MANILA, Philippines — The world has become significantly smaller as communication barriers continue to be torn down by translator tools, Artificial Intelligence (AI), and other technology.
These tools, as developed by tech giants like Microsoft and Google, are applicable to major languages like English, Chinese, and even Filipino. Recently, they have also served to revive ancient languages like Aramaic and ancient Hebrew.
With these developments, mathematician Renier Mendoza — who also considers himself a keen advocate of preserving languages — had realized that “there [still] weren’t any, if at all, tools like that for Baybayin,” the country’s precolonial writing alphabet.
Database
“In comparison, tools like that for Japanese, Korean, and Chinese are already highly developed,” said the associate professor at the Institute of Mathematics of the University of the Philippines.
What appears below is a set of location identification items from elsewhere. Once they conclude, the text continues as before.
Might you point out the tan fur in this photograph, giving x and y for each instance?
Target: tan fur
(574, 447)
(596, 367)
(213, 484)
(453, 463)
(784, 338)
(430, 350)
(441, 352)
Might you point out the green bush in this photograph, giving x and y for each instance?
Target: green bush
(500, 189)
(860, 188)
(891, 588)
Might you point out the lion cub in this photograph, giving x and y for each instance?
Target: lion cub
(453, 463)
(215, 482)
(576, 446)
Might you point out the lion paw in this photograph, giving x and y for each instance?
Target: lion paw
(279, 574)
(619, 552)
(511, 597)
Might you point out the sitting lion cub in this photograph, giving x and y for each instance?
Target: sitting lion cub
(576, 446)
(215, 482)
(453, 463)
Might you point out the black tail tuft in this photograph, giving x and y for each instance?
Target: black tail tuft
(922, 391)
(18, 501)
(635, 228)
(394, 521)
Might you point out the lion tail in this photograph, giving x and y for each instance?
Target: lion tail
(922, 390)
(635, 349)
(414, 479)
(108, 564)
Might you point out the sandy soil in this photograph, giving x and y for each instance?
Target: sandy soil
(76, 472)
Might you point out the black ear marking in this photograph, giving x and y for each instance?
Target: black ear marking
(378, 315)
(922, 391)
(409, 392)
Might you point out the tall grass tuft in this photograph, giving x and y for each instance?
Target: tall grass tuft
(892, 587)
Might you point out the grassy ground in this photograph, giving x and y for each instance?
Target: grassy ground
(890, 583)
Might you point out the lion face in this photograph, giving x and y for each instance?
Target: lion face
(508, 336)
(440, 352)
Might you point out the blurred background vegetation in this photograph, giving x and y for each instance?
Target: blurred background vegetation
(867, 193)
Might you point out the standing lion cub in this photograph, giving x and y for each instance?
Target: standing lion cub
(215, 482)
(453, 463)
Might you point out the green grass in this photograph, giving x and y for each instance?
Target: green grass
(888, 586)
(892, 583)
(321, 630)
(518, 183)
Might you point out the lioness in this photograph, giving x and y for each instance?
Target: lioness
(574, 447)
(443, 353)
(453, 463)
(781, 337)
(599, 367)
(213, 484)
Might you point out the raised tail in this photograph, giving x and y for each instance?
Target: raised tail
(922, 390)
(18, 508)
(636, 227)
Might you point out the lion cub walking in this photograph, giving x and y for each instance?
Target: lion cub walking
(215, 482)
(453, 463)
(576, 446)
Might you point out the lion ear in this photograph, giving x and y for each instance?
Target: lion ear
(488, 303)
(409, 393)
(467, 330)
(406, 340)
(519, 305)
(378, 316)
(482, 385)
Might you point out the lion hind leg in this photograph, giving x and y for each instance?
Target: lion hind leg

“So we wanted to develop our own tool using machine-learning algorithms,” he said.
Mendoza, fellow associate professor Rachelle Sambayan and master’s student Rodney Pino began developing in 2021 a software that they now call the first artificial intelligence (AI)-powered Baybayin translator tool, which can convert entire paragraphs and even pages of Baybayin text into something readable for Filipinos today.
Pino, whose thesis is this project, said the team hopes to contribute to efforts to decode pre-colonial texts and preserve the country’s ancestral alphabet. Two years ago, he started collating images for each of the 17 characters in Baybayin — “anything I could find that had Baybayin text on it,” he said.
After more than three months, the team was able to organize a Baybayin database of 17,000 images — each of the 17 characters represented by 1,000 images and their variations — then tested a support vector machine (SVM) on that assortment.
Sambayan described the SVM as an algorithm that is part of the translator tool and is able to recognize whether a character fed to that software is in Baybayin or Latin.
The team converted all the images into black and white to make their processing easier for the tool’s power and memory.
Demonstration
The software’s translations are still fairly straightforward, as a demonstration by the team to the Inquirer showed.
In translating “alab ng puso” (heart aflame) from Baybayin, for example, the tool showed all possible translations, including variations on the spelling “puso,” such as “poso.”
Mendoza said the tool still had “issues” in transliterating similar-sounding vowels like “e” and “i,” and “o” and “u.”
But the software will not translate anything outside the Filipino dictionary, Sambayan said.
Although the tool is still in its initial stage, she said it is the first such software that is able to translate large chunks of Baybayin text into Filipino.
The team is working on cutting down the tool’s speed to increase its volume capacity. Mendoza said it is also currently unable to translate from Filipino to Baybayin, as this would require a higher level of AI.
He said the software is also being developed further “on how to choose the better word for translation, depending on the syntax and context of the sentence — and that is where we would need greater linguistic expertise.”
Furthermore, the team hopes to develop a mobile version soon, “so there is a portable version for the public,” Mendoza said.
But it has made the Baybayin database public, for now, so that more researchers could use it in their studies on Baybayin and AI.
‘For modern times’
Many precolonial documents are written in Baybayin, and some historians may not necessarily know or understand this alphabet.
“So while it is a bit [of a] niche [field], this tool still has a lot of possible uses in other aspects,” Mendoza said.
He said the team is not necessarily advocating Baybayin as the primary writing system at this age, yet they hope to preserve the alphabet and help future scholars.
“We’re really hoping to inspire more efforts in preserving the Baybayin,’ Pino said. “We should be proud of our own alphabet and at the same time, digitize it for modern times.”